As artificial intelligence evolves toward greater autonomy, a critical question emerges: can we truly trust systems that are designed to act, decide, and execute with limited human intervention?
According to Hilda Maalouf Melki, an AI Expert Lebanon, Agentic AI represents a significant step forward in reducing the administrative and cognitive burden on humans. However, trust in such systems cannot be assumed it must be engineered. These technologies rely heavily on the quality, accuracy, and integrity of the data they process, making robust security and validation mechanisms essential.
Agentic AI differs from traditional AI in one key dimension: controlled autonomy. As Hilda Maalouf Melki explains, these systems operate within predefined rules and parameters while continuously learning from past interactions to improve decision-making. This allows them to save time, reduce human error, and handle repetitive or high-volume tasks more efficiently.
In sectors such as healthcare, the implications are particularly relevant. Agentic AI can assist in scheduling, monitoring patient cases, and even suggesting preliminary treatment pathways always in coordination with medical professionals. For Hilda Maalouf Melki, recognized as an AI Leader Middle East, this illustrates the practical value of AI when applied within clearly defined boundaries.
Yet, the question of trust remains conditional. According to Hilda Maalouf Melki, an AI Expert Lebanon, current Agentic AI systems are still in an experimental phase. Risks such as hallucinated outputs, data privacy concerns, and potential system errors require continuous human oversight. Full autonomy, particularly in high-stakes domains such as finance or healthcare, is neither advisable nor realistic at this stage.
Instead, trust should be built progressively. As emphasized by Hilda Maalouf Melki, an AI Expert Lebanon, organizations should begin by deploying Agentic AI in low-risk environments, granting limited autonomy, and expanding its scope only as reliability and accuracy are proven over time.
Building trust in Agentic AI requires a structured approach. Hilda Maalouf Melki highlights the importance of multi-layered validation systems that verify data integrity before any decision is made. Continuous auditing mechanisms are equally critical to detect bias, inconsistencies, or hallucinations, ensuring that incorrect outputs are not propagated to end users.

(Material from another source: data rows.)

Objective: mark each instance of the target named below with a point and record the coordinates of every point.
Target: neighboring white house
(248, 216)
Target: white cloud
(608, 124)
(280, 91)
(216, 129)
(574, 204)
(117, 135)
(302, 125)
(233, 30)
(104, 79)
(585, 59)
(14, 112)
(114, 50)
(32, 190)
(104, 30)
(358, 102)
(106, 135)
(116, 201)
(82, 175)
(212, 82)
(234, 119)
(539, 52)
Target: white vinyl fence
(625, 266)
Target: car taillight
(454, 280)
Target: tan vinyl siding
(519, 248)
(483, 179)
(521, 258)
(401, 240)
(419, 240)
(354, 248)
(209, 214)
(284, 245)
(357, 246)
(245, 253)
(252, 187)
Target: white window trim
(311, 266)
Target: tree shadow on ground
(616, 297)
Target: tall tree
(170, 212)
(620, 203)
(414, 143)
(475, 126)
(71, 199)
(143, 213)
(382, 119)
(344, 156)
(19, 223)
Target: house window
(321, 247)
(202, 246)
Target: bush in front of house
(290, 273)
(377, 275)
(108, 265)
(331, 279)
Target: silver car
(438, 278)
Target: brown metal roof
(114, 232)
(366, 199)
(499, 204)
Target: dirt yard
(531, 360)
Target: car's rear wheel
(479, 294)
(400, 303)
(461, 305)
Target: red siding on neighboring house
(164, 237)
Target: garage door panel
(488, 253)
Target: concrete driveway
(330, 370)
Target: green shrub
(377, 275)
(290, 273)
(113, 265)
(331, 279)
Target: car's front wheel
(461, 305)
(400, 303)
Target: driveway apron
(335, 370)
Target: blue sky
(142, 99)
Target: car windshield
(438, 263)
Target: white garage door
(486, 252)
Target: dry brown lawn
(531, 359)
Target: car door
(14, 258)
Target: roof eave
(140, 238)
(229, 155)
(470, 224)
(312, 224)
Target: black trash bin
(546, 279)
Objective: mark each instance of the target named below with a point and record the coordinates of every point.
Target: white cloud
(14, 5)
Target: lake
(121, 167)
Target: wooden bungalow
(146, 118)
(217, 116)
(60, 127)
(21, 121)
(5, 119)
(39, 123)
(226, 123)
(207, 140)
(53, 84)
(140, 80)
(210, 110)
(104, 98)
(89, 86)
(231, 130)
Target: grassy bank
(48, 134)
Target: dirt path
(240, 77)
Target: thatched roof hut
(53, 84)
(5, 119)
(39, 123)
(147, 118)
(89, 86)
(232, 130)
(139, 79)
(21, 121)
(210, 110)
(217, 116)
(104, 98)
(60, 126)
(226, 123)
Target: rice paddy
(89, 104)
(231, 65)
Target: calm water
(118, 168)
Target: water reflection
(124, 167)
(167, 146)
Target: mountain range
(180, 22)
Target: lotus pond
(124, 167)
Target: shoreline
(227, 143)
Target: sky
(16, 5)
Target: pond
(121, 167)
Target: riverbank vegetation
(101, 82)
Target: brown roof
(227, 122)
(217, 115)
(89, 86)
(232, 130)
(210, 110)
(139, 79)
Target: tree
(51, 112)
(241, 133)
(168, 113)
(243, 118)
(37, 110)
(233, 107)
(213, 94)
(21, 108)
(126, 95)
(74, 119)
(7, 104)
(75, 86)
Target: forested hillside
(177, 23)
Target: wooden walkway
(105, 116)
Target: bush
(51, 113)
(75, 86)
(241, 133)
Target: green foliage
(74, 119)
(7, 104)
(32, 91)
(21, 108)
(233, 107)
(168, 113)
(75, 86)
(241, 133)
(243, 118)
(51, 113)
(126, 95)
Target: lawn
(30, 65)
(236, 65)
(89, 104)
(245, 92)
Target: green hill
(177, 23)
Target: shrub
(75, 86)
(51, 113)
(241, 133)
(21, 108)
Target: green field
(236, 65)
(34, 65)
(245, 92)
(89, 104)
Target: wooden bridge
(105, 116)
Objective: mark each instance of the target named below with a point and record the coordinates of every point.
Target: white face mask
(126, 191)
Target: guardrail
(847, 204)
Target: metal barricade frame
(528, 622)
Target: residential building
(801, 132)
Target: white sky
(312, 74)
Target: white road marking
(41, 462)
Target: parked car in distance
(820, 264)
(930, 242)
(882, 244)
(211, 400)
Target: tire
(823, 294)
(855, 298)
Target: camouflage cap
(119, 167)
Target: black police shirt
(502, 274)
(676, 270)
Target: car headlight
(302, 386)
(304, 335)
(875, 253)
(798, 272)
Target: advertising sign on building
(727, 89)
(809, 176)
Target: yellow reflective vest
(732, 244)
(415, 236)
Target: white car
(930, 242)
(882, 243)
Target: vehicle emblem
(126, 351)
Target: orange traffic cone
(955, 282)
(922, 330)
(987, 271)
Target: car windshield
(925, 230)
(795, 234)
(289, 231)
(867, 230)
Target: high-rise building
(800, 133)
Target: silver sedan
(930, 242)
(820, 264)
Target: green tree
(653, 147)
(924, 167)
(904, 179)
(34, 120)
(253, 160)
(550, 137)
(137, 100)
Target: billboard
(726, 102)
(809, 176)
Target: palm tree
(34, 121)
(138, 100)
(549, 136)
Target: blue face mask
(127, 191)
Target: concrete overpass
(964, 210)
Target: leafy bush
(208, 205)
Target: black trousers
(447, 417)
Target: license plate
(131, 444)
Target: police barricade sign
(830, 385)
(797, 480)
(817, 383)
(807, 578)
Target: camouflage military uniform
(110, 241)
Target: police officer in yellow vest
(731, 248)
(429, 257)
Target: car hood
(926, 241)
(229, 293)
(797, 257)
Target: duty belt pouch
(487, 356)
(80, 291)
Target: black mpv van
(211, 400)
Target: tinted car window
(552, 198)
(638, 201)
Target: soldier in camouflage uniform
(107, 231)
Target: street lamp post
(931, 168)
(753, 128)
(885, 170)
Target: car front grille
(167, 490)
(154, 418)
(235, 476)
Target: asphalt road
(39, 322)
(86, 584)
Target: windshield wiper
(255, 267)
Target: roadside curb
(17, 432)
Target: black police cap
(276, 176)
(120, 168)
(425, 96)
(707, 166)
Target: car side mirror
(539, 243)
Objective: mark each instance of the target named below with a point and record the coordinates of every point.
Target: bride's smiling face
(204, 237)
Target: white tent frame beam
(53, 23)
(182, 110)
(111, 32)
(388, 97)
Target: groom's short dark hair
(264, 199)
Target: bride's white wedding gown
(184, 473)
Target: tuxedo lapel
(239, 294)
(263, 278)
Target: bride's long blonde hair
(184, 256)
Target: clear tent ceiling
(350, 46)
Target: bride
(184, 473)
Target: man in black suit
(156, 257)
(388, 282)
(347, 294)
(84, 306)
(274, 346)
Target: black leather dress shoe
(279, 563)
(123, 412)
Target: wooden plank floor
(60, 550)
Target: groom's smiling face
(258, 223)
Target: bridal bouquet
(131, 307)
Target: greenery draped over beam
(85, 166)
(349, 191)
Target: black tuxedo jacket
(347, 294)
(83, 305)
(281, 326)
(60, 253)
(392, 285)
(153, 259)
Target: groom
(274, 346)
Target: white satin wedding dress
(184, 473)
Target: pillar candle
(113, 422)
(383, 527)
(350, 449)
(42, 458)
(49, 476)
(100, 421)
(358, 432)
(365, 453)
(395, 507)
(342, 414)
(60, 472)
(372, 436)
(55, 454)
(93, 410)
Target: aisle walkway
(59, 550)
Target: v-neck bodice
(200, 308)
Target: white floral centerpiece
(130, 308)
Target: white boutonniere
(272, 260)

Equally important is governance. Agentic systems must be equipped with operational constraints that prevent them from exceeding their authorized scope. A human override mechanism allowing immediate intervention, correction, or shutdown is not optional; it is fundamental.
For Hilda Maalouf Melki, an AI Expert Lebanon, the future of Agentic AI is not about blind trust, but about designed trust. As an AI Leader Middle East, Hilda Maalouf Melki underscores that the real challenge is not whether these systems can act autonomously, but whether we can build the frameworks that ensure they act responsibly.
Ultimately, Agentic AI should be seen as a collaborative layer not a replacement for human judgment, but an extension of it. Trust, in this context, is not given. It is built, tested, and continuously reinforced.